Hace unos días Evo Morales declaró que su inhabilitación electoral sería comparable a que, en un campeonato mundial de fútbol, Argentina juegue sin Messi o Portugal sin Ronaldo. ¡Vaya arrogancia narcisista y comparación desafortunada, ignorante en materia de principios técnicos y éticos que rigen toda competencia deportiva! Dudo que quien propinó un memorable y abusivo rodillazo presidencial a su oponente en cancha pueda entender el sentido de estas líneas.

La habilitación forzada de Evo y las condiciones desiguales que rodean la competencia electoral de octubre de 2019 transgreden la reglamentación de todo código de ética deportiva sancionado por organismos que velan por la justa y sana administración de estos eventos. En sentido figurado afirmo que Evo Morales ingresó a la contienda ‘dopado’. Según el Comité Olímpico Internacional, el dopaje consiste en “la administración o uso por parte de un atleta de cualquier sustancia ajena al organismo o tomada en cantidad anormal o por una vía anormal, con la sola intención de aumentar en un modo artificial y deshonesto su desempeño en la competición”.

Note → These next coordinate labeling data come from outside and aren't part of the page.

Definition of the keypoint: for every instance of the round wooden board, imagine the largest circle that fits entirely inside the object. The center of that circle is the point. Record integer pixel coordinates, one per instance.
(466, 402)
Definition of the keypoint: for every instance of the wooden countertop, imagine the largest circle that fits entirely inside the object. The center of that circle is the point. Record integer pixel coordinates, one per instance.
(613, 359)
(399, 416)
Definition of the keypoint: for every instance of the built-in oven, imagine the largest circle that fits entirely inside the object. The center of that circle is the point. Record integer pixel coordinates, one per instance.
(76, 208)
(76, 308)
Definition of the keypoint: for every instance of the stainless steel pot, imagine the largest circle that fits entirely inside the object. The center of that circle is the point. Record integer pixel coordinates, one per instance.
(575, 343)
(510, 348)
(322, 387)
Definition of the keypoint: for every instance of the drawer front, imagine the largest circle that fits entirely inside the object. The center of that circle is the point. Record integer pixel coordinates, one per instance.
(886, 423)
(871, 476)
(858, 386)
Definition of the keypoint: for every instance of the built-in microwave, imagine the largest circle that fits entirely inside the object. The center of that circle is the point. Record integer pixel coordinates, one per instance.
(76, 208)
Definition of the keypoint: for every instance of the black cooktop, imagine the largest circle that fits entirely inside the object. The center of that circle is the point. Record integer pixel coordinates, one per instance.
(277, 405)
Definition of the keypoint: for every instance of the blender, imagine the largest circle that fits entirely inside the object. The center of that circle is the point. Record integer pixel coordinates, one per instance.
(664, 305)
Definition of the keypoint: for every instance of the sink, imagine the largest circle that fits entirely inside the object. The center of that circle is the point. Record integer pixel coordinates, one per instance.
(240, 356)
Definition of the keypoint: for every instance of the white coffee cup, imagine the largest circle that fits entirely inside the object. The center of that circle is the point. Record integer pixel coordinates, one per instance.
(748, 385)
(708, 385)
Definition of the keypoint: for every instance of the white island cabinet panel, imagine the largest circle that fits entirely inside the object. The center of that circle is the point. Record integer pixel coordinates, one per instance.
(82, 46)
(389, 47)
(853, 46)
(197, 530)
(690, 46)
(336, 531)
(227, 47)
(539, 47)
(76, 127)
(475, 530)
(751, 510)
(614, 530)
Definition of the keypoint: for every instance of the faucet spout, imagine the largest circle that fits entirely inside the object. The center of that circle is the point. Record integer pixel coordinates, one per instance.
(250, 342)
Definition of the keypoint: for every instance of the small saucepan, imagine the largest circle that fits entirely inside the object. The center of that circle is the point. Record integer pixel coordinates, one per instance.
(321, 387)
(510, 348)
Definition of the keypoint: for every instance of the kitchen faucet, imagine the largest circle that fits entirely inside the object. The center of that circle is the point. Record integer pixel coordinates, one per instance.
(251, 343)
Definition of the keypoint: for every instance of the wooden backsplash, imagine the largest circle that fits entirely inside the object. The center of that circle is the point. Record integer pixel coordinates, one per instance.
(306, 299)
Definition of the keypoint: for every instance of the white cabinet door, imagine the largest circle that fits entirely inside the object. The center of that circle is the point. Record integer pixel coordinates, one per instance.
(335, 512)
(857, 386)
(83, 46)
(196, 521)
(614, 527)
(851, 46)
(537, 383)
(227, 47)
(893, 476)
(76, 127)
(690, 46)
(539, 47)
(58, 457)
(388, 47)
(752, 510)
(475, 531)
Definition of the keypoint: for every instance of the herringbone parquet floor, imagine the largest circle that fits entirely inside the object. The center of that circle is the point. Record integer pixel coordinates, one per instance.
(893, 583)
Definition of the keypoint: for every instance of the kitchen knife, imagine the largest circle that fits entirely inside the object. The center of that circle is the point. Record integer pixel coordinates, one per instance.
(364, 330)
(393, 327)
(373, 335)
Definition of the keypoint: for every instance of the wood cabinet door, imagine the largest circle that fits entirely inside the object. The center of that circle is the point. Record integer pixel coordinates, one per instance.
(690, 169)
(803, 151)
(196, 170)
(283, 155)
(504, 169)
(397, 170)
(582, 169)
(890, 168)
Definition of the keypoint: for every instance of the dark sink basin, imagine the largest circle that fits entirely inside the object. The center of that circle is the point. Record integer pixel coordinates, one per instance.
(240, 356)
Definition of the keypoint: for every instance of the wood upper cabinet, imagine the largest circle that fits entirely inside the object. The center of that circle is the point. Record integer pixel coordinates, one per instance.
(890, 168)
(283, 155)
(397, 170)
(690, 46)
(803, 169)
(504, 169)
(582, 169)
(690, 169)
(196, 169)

Me explico. El régimen alteró las reglas de un juego limpio, usa y abusa de los recursos públicos con fines proselitistas apropiándose impune y festivamente del patrimonio de los bolivianos. ¿No es acaso el incremento sistemático del presupuesto del Ministerio de Comunicación y de la Presidencia aprobado para este 2019 comparable a la ingestión irregular de esteroides anabólicos, que, de manera artificial, incrementan la musculatura del MAS para resistir esta prueba de resistencia de largo aliento?

Es previsible que poco o nada hará el Órgano Electoral para garantizar transparencia del proceso o prohíba la presencia y la imagen del caudillo benefactor en actos y propaganda de obras gubernamentales. “El 2019 el pueblo elegirá entre el camino del progreso y desarrollo con Evo o el camino oscuro y triste”, ha sentenciado García Linera falseando la realidad y manipulando miedos.

La inversión en anabólicos es creciente y proporcional al crecimiento de la ilegitimidad y descrédito de la palabra y obra del binomio presidencial. Su rendimiento es decreciente. Ocurre cuando las señales de alerta en materia económica están encendidas, aunque camufladas por la pirotecnia electoral. “Un día los anabólicos desaparecerán o disminuirán, entonces el queque se desinflará y como no se han trabajado las piernas productivas, la economía volverá a tambalear”, sentenció hace años Gonzalo Chávez. El desgaste es inocultable. Por eso y mucho más, la realidad nos compromete a denunciar el juego sucio, controlar el voto en mesa y superar la condición de meros espectadores de tanta impostura y aparente fortaleza. ¿Será 2019 el final del doping y la parafernalia populista?